Adriano’s statements regarding murder in the Amazon comes after the global outcry in June 2022 when British journalist, Dom Phillips, and Brazilian indigenist, Bruno Pereira, were murdered while journeying through the Amazon gathering information for a piece on illegal deforestation. Although suspects were charged with the murder, the story has raised many questions within the public regarding “the truth” Phillips and Pereira were aiming to uncover prior to his tragic death. 

As the world’s largest rainforest, deforestation in the Amazon carries global impacts, but the scale of these impacts is often unfathomable to scientists. J. Keith Gilless, a professor of Forest Economics at UC Berkeley and former Dean within their College of Natural Resources, highlights what he believes are the two greatest threats when addressing deforestation; loss of biodiversity and carbon floods. 

“The biggest loss is that whenever you are deforesting in the tropics you are promoting the loss of biodiversity,” said Gilless. “The Amazon is one of the great hubs of biodiversity and the biodiversity of the Amazon is great enough that we don’t know what we are losing until we have lost it.” These ecosystem changes are unpredictable and unprecedented. 

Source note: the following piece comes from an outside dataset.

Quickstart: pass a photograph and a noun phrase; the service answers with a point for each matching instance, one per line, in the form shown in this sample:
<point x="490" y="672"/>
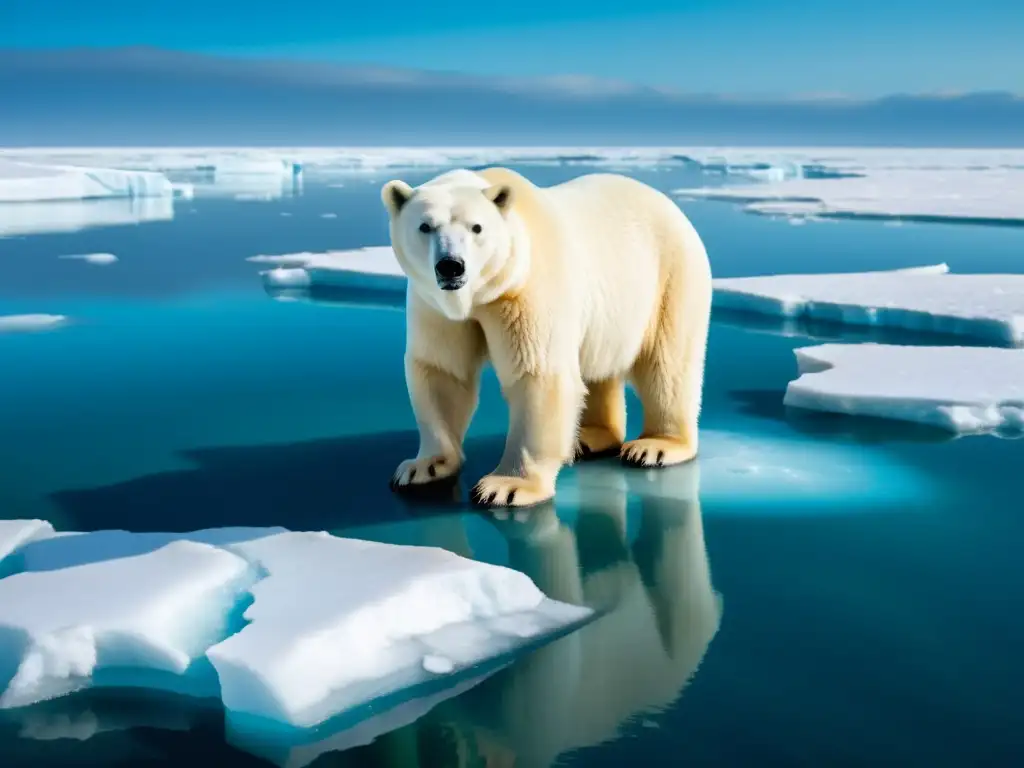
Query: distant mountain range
<point x="146" y="96"/>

Secondly, the carbon floods set off a chain of events that will greatly contribute to climate change. Gilless explains that “a mature rainforest is a big carbon account. The process of deforestation sets in motion a chain of events that makes the area a tremendous carbon emitter.” This flux of carbon that will be sent into the atmosphere has large scale global effects. In fact, deforestation is second only to the burning of fossil fuels in regards to carbon emissions — something scientists directly link to climate change. 

As deforestation continues to increase, threatening locals and the global climate alike, scientists believe the time to save the Amazon is limited. Until the evidence points in a positive direction, individual activists like Adriano are continuing to spread their message in hopes of garnering support. Adriano reminds readers abroad: My Karipuna people need help, and our forest is very threatened.”